Let’s set the fatalism aside for a moment, though. As return trips go, you can’t do much better than this year’s lineup, one that merged the current generation (Pierce The Veil, Ronnie Radke’s post-jail band, an inexplicable “House of Marley” stage full of weed-friendly reggae/posi hip-hop acts) with the last generation’s headliners. Even if seeing an incredibly swole, thirtysomething Adam Lazzara was probably the day’s most inexplicable experience, it was oddly reassuring to see that what to some in attendance is now the “old guard” is still going strong. I’ve discussed with quite a few friends over the past few years the odd feeling of realizing that the bands you liked as a teenager are still making music. Just because you got older and decided to listen to grownup music like the Dirty Projectors doesn’t mean that the world stopped turning. For the former denizens of the Warped circuit, it might be surprising to know that Yellowcard is still cranking out records, or that New Found Glory has based their image around being the defiant torch-carriers of pop-punk.

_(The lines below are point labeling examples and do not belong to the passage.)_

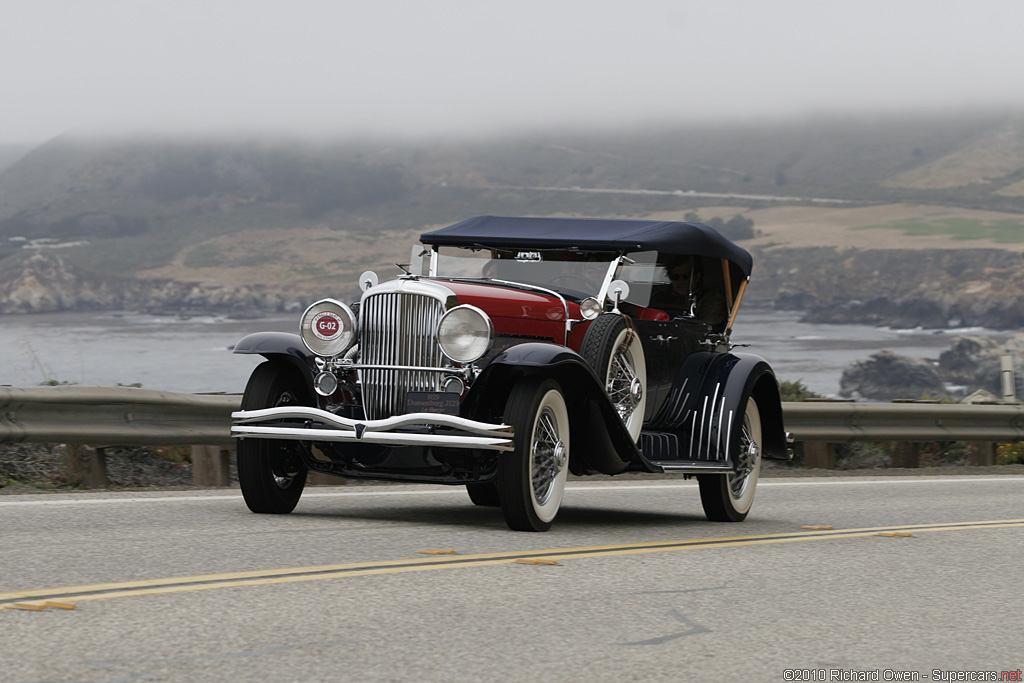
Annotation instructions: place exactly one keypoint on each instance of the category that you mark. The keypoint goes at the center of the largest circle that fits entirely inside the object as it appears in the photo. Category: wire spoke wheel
(531, 478)
(271, 473)
(612, 348)
(729, 497)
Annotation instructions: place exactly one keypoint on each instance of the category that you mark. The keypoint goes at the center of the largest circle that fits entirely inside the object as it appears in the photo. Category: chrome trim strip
(420, 369)
(411, 419)
(695, 468)
(390, 438)
(711, 419)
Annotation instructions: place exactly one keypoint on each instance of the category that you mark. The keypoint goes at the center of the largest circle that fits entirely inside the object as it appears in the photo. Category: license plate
(440, 402)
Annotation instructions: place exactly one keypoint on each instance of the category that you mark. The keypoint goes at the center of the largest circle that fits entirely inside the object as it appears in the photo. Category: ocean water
(194, 355)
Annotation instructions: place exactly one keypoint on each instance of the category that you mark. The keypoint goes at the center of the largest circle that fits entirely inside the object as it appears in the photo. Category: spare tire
(612, 348)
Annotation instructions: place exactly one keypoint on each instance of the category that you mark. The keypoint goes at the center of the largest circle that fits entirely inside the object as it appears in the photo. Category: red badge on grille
(328, 326)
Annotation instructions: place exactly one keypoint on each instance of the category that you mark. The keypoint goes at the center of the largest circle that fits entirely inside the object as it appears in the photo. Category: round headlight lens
(328, 328)
(465, 334)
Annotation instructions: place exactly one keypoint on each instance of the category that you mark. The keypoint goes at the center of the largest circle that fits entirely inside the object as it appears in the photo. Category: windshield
(573, 273)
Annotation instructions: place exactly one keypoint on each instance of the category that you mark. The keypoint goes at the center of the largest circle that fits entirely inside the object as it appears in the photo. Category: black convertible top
(591, 233)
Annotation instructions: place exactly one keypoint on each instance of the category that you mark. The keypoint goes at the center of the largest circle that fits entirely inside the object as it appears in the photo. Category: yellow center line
(296, 574)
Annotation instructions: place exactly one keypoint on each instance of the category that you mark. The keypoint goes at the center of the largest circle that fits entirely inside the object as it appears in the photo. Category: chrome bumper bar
(335, 428)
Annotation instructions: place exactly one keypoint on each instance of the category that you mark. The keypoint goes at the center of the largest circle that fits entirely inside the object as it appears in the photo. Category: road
(916, 574)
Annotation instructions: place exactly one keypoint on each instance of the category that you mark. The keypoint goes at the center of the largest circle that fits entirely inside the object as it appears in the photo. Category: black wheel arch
(749, 376)
(281, 347)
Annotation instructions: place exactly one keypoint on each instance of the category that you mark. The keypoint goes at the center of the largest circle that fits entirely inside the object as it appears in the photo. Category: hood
(503, 301)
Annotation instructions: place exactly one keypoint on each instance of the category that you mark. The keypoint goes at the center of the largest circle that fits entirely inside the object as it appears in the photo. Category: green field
(1004, 231)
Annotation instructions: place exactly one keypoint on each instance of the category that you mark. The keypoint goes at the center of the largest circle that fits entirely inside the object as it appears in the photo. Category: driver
(686, 273)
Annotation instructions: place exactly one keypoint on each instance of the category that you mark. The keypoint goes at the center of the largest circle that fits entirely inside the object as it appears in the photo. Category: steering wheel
(568, 278)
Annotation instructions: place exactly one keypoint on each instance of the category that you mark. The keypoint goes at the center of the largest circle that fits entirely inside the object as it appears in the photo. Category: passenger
(686, 273)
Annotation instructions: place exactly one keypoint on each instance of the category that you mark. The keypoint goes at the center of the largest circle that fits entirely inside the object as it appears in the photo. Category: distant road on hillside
(683, 193)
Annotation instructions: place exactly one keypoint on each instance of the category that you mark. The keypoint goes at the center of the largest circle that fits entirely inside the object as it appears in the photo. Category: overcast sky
(477, 67)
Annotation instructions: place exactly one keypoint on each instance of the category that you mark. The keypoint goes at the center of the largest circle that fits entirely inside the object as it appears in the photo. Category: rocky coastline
(903, 289)
(44, 282)
(970, 367)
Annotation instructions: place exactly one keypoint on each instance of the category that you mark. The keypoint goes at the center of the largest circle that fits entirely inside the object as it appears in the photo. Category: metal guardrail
(114, 416)
(126, 416)
(849, 421)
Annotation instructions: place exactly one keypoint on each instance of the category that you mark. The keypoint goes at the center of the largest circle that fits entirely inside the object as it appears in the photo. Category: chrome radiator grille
(398, 329)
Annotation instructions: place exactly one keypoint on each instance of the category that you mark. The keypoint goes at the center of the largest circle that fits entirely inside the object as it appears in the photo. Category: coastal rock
(45, 282)
(974, 363)
(885, 376)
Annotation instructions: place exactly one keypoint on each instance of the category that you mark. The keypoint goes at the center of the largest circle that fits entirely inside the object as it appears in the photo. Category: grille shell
(398, 327)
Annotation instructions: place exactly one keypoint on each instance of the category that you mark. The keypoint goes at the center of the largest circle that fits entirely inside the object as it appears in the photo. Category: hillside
(293, 216)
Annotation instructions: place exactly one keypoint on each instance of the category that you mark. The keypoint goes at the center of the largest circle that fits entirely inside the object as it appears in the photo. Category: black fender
(708, 401)
(282, 346)
(599, 439)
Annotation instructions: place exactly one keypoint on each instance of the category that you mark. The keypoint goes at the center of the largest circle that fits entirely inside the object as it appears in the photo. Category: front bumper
(413, 429)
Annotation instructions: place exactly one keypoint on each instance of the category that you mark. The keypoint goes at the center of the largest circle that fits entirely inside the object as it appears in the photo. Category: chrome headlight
(465, 334)
(328, 328)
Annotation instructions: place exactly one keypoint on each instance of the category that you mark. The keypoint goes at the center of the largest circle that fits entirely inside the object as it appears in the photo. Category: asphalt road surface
(916, 577)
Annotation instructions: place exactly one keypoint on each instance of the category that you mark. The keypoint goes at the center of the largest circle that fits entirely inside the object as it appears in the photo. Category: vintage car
(514, 351)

In a moment of mutual point-missing, we became alarmed as the day went on by the number of bands discussing the finality of this year’s Warped, to say nothing of one of the official tour shirts, which ran down this year’s lineup along with a cryptic “Warped 2012: The Last One?” Suddenly, a sadness fell over the place. It became a lot more important to savor Streetlight Manifesto and Anti-Flag. Who knew if one of the essential pillars of our respective childhoods would suddenly be gone? How could Kevin Lyman let this happen? Then, reality set in: It’s 2012. Everything is supposedly ending. Goddammit. I think the reaction is pretty telling, though. Warped may not make sense the way it once did. The guitars are chunkier, the vocalists are more aesthetically pleasing and the screen-printed merch is more ostentatious than ever before. And yet, I would lament this place if it went. For a lot of the people that go (not all, but many), this is more than just a pop-up festival in a parking lot. It’s everything.